In PySpark, the count()
method is an action operation that is used to count the number of elements in a distributed dataset, represented as an RDD (Resilient Distributed Dataset) or a DataFrame. Actions are operations that trigger computation on RDDs or DataFrames and return a result to the driver program or write data to an external storage system. Examples of actions include collect()
, take()
, reduce()
, and count()
.
PySpark has several count() functions. Depending on your needs, you should choose which one best meets your needs. Note that calling count()
on a large dataset may trigger a time-consuming computation, especially if the dataset is partitioned across many nodes.
- pyspark.sql.DataFrame.count() – Get the count of rows in a DataFrame.
- pyspark.sql.functions.count() – Get the column value count or unique value count
- pyspark.sql.GroupedData.count() – Get the count of grouped data.
- SQL Query Count – Use ANSI SQL query to get the DataFrame count pr counts by group.
By using the count() function, you can get row count, column count, count values in column, get distinct count, get groupby count e.t.c.
1. Quick Examples
Following are quick examples of different count functions.
# Quick Examples of PySpark count()
# Get row count
rows = empDF.count()
# Get columns count
cols = len(empDF.columns)
print(f"DataFrame Dimensions : {(rows,cols)}")
print(f"DataFrame Rows count : {rows}")
print(f"DataFrame Columns count : {cols}")
unique_count = empDF.distinct().count()
print(f"DataFrame Distinct count : {unique_count}")
# functions.count()
from pyspark.sql.functions import count
empDF.select(count(empDF.name)).show()
empDF.select(count(empDF.name), count(empDF.gender)).show()
# using agg
empDF.agg({'name':'count','gender':'count'}).show()
# groupby count
empDF.groupBy("dept_id").count().show()
# PySpark SQL Count
empDF.createOrReplaceTempView("EMP")
spark.sql("SELECT COUNT(*) FROM EMP").show()

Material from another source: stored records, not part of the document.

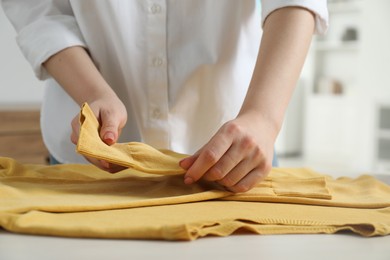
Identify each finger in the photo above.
[184,133,232,184]
[226,168,268,193]
[100,110,120,145]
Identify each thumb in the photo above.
[100,111,119,145]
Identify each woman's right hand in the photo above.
[71,95,127,173]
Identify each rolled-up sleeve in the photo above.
[1,0,85,80]
[261,0,329,34]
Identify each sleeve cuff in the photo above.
[261,0,329,34]
[17,16,86,80]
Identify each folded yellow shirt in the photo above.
[0,158,390,240]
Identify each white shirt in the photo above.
[2,0,328,163]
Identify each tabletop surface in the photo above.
[0,175,390,260]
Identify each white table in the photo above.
[0,176,390,260]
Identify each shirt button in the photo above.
[152,108,161,119]
[150,4,161,14]
[153,58,163,67]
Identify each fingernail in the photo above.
[103,132,115,143]
[184,177,194,185]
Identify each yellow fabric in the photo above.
[0,158,390,240]
[0,105,390,240]
[76,103,188,175]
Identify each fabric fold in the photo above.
[0,158,390,240]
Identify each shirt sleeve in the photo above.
[0,0,85,80]
[261,0,329,34]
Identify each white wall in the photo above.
[0,6,43,107]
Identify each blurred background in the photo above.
[0,0,390,175]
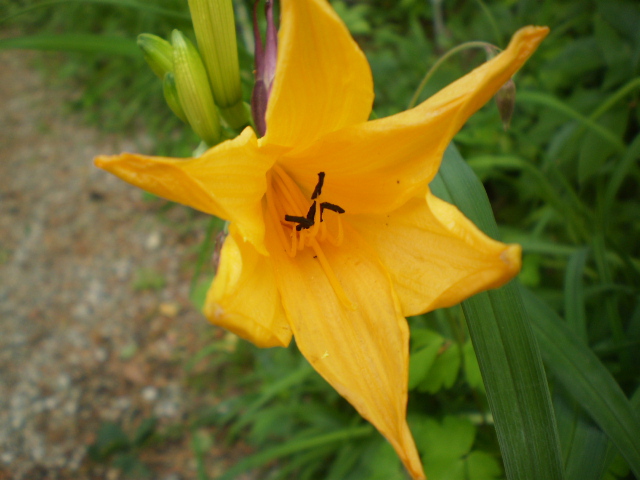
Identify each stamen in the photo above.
[311,172,324,200]
[267,184,296,257]
[273,164,307,214]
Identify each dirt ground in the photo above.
[0,47,240,480]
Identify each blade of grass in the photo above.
[431,146,563,480]
[0,0,191,23]
[228,361,313,438]
[522,289,640,478]
[518,91,626,153]
[220,425,373,480]
[0,33,142,58]
[553,388,612,480]
[564,248,589,343]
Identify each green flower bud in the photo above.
[162,72,189,124]
[495,78,516,132]
[138,33,173,80]
[189,0,249,129]
[171,30,220,145]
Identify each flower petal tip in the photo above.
[511,25,550,47]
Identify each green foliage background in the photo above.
[0,0,640,480]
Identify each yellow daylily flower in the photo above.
[96,0,548,479]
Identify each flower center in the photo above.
[267,165,344,258]
[267,165,356,309]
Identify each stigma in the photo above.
[267,165,345,258]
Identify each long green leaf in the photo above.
[220,425,373,480]
[0,0,191,23]
[431,146,563,480]
[523,290,640,478]
[0,33,142,58]
[518,91,625,153]
[553,388,612,480]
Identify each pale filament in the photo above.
[267,165,356,310]
[267,165,344,258]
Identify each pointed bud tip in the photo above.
[495,78,516,131]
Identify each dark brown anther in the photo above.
[311,172,324,200]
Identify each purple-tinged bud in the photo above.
[251,0,278,136]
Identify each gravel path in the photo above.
[0,51,232,480]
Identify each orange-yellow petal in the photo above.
[204,225,291,347]
[266,217,424,479]
[279,24,548,213]
[264,0,373,149]
[349,193,521,316]
[95,128,273,254]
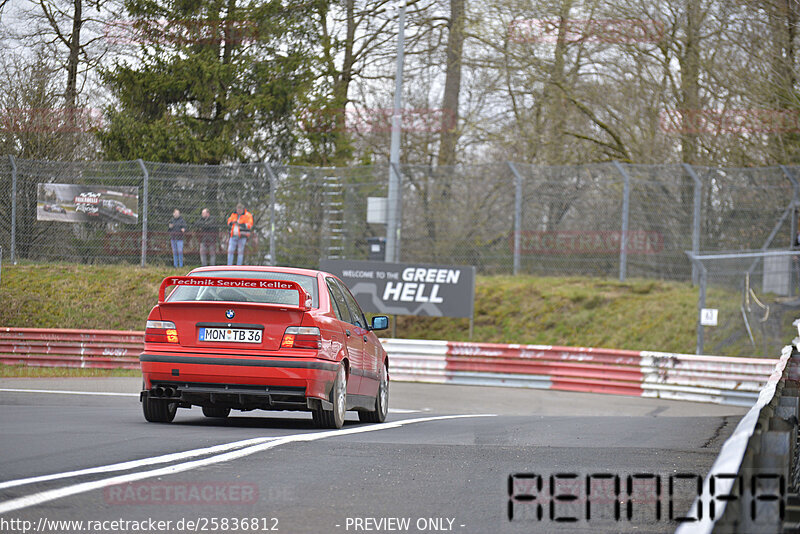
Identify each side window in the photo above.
[325,278,350,323]
[336,280,367,328]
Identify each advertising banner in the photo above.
[320,260,475,317]
[36,184,139,224]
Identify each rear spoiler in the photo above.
[158,276,311,311]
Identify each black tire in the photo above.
[312,366,347,428]
[203,406,231,419]
[358,366,389,423]
[142,394,178,423]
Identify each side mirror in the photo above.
[370,315,389,330]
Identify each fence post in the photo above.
[614,161,631,282]
[683,163,703,285]
[8,154,17,265]
[264,163,278,265]
[506,161,522,276]
[136,158,150,267]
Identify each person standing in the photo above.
[228,202,253,265]
[196,208,219,267]
[169,209,186,267]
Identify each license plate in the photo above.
[198,328,262,343]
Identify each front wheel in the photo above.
[312,366,347,428]
[358,365,389,423]
[142,394,178,423]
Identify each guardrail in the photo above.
[0,328,776,406]
[382,339,776,406]
[676,320,800,534]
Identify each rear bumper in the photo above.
[139,352,339,409]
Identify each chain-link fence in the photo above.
[695,250,800,358]
[0,157,798,280]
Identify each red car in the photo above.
[139,266,389,428]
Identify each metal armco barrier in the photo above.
[0,328,144,369]
[0,328,776,406]
[676,320,800,534]
[382,339,777,406]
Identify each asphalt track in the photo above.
[0,379,746,534]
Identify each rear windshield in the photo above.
[167,271,319,308]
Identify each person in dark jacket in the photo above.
[169,209,186,267]
[195,208,219,267]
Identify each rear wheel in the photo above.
[358,365,389,423]
[142,394,178,423]
[203,405,231,419]
[312,366,347,428]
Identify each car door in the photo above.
[325,277,364,395]
[337,280,379,397]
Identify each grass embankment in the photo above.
[0,264,697,352]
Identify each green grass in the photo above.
[0,264,776,358]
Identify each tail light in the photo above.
[144,321,178,343]
[281,326,322,350]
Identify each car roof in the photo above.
[191,265,333,278]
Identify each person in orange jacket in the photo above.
[228,202,253,265]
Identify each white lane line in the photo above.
[0,388,422,414]
[0,437,277,489]
[0,388,139,397]
[0,414,494,514]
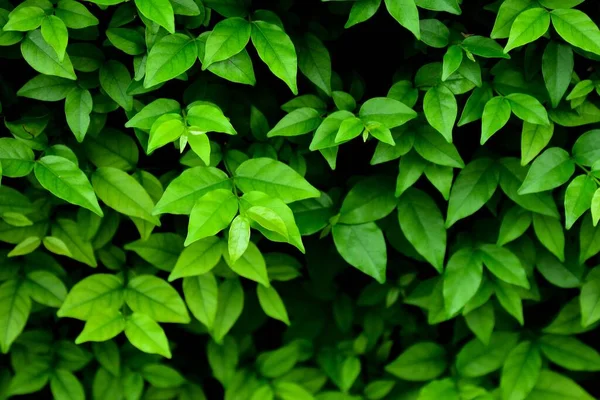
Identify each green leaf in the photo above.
[183,272,219,330]
[446,158,500,228]
[57,274,125,321]
[460,35,510,58]
[527,370,593,400]
[338,177,396,224]
[500,341,542,400]
[125,99,181,131]
[169,236,221,281]
[99,59,133,111]
[385,0,421,39]
[423,86,458,143]
[521,122,554,165]
[565,175,598,229]
[579,216,600,264]
[542,42,574,108]
[187,103,237,135]
[223,242,270,287]
[185,189,238,246]
[344,0,381,29]
[398,188,446,272]
[65,88,93,143]
[25,271,67,308]
[17,74,75,101]
[415,0,461,15]
[144,33,198,88]
[519,147,575,195]
[479,244,529,289]
[504,8,550,53]
[256,285,290,325]
[147,114,186,154]
[250,21,298,95]
[227,215,250,263]
[444,248,483,315]
[267,107,324,137]
[0,137,35,178]
[75,310,126,344]
[442,45,463,81]
[540,335,600,371]
[21,30,77,80]
[456,332,519,378]
[202,17,252,69]
[50,369,85,400]
[332,222,387,283]
[385,342,447,382]
[0,279,31,354]
[135,0,175,33]
[54,0,100,29]
[335,117,365,143]
[479,96,511,145]
[550,8,600,55]
[212,279,244,344]
[92,167,160,225]
[125,313,171,358]
[34,156,104,217]
[465,302,496,345]
[420,19,450,49]
[125,275,190,324]
[490,0,537,39]
[298,33,331,95]
[414,127,465,168]
[41,15,69,62]
[505,93,550,125]
[572,129,600,169]
[2,7,46,32]
[360,97,417,132]
[152,167,232,215]
[234,158,321,203]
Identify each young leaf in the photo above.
[125,313,171,358]
[479,244,529,289]
[135,0,175,33]
[21,30,77,80]
[250,21,298,95]
[125,275,190,324]
[144,33,197,88]
[34,156,104,217]
[398,188,446,272]
[235,158,321,203]
[256,285,290,325]
[550,9,600,55]
[500,341,542,399]
[385,342,447,382]
[183,272,219,330]
[385,0,421,39]
[92,167,160,225]
[444,248,483,315]
[212,279,244,344]
[504,8,550,53]
[202,18,252,70]
[332,222,387,283]
[423,85,458,143]
[479,96,511,145]
[519,147,575,195]
[542,42,574,108]
[446,158,500,228]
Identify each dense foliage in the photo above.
[0,0,600,400]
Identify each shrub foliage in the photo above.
[0,0,600,400]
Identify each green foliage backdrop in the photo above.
[0,0,600,400]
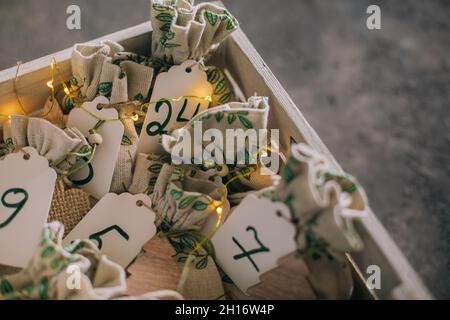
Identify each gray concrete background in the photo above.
[0,0,450,298]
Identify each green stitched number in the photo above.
[146,100,172,137]
[0,188,28,229]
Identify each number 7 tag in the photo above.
[211,195,296,293]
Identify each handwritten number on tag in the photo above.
[0,188,28,229]
[146,99,201,137]
[89,224,130,250]
[71,157,94,186]
[232,226,270,272]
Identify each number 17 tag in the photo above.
[138,60,213,154]
[0,147,56,268]
[211,195,296,293]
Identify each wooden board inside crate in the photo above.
[0,2,431,299]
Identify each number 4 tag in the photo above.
[212,195,296,293]
[138,60,213,154]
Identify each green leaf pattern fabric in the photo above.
[150,0,239,64]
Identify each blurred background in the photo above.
[0,0,450,298]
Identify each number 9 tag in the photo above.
[138,60,213,154]
[0,147,56,268]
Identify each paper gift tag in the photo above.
[138,60,213,154]
[211,195,296,292]
[0,147,56,268]
[63,193,156,267]
[67,97,124,199]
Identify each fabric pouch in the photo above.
[273,144,368,299]
[110,103,139,193]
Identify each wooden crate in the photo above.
[0,8,431,299]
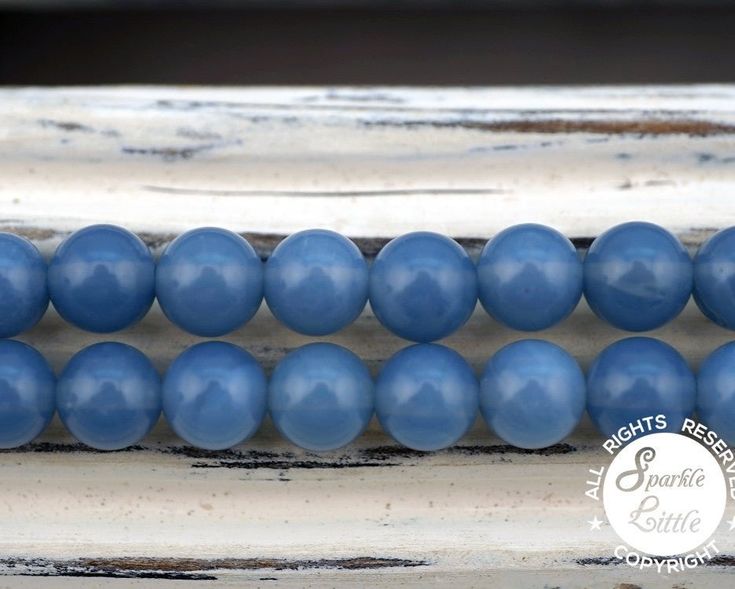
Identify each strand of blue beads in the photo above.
[0,337,735,451]
[0,222,735,336]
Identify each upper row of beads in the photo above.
[0,222,735,342]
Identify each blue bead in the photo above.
[587,337,696,436]
[370,231,477,342]
[265,229,368,335]
[56,342,161,450]
[0,233,48,338]
[697,342,735,446]
[584,222,692,331]
[375,344,479,451]
[480,340,587,448]
[163,342,267,450]
[477,224,583,331]
[694,227,735,329]
[48,225,156,333]
[156,227,263,337]
[268,343,374,452]
[0,340,56,448]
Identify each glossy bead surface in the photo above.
[163,342,267,450]
[0,340,56,448]
[370,232,477,342]
[375,344,479,451]
[265,229,368,335]
[156,227,263,337]
[584,222,693,331]
[48,225,155,333]
[0,233,49,338]
[694,227,735,329]
[56,342,161,450]
[697,342,735,446]
[587,337,696,436]
[268,343,374,452]
[480,340,587,448]
[477,224,583,331]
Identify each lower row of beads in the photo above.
[0,337,735,451]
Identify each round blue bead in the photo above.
[477,224,583,331]
[694,227,735,329]
[697,342,735,446]
[56,342,161,450]
[375,344,479,451]
[0,233,48,338]
[268,343,373,452]
[0,340,56,448]
[370,231,477,342]
[587,337,696,436]
[265,229,368,335]
[156,227,263,337]
[48,225,156,333]
[480,340,587,448]
[163,342,267,450]
[584,222,692,331]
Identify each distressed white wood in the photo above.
[0,86,735,587]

spark.sql("SELECT COUNT(distinct dept_id) FROM EMP").show()
spark.sql("SELECT DEPT_ID,COUNT(*) FROM EMP GROUP BY DEPT_ID").show()
Let’s create a DataFrame
# Import pyspark
from pyspark.sql import SparkSession
# Create SparkSession
spark = SparkSession.builder \
.appName('SparkByExamples.com') \
.getOrCreate()
#EMP DataFrame
empData = [(1,"Smith",10,None,3000),
(2,"Rose",20,"M",4000),
(3,"Williams",10,"M",1000),
(4,"Jones",10,"F",2000),
(5,"Brown",30,"",-1),
(6,"Brown",30,"",-1)
]
empColumns = ["emp_id","name","dept_id",
"gender","salary"]
empDF = spark.createDataFrame(empData,empColumns)
empDF.show()
Yields below output
2. DataFrame.count()
pyspark.sql.DataFrame.count()
function is used to get the number of rows present in the DataFrame. count() is an action operation that triggers the transformations to execute. Since transformations are lazy in nature they do not get executed until we call an action().
In the below example, empDF is a DataFrame object, and below is the detailed explanation.
- DataFrame.count() -Returns the number of records in a DataFrame.
- DataFrame.columns – Returns all column names of a DataFrame as a list.
- len() – len() is a Python function that returns a number of elements present in a list.
- len(DataFrame.columns) – Returns the number of columns in a DataFrame.
# Get row count
rows = empDF.count()
# Get columns count
cols = len(empDF.columns)
print(f"DataFrame Dimensions : {(rows,cols)}")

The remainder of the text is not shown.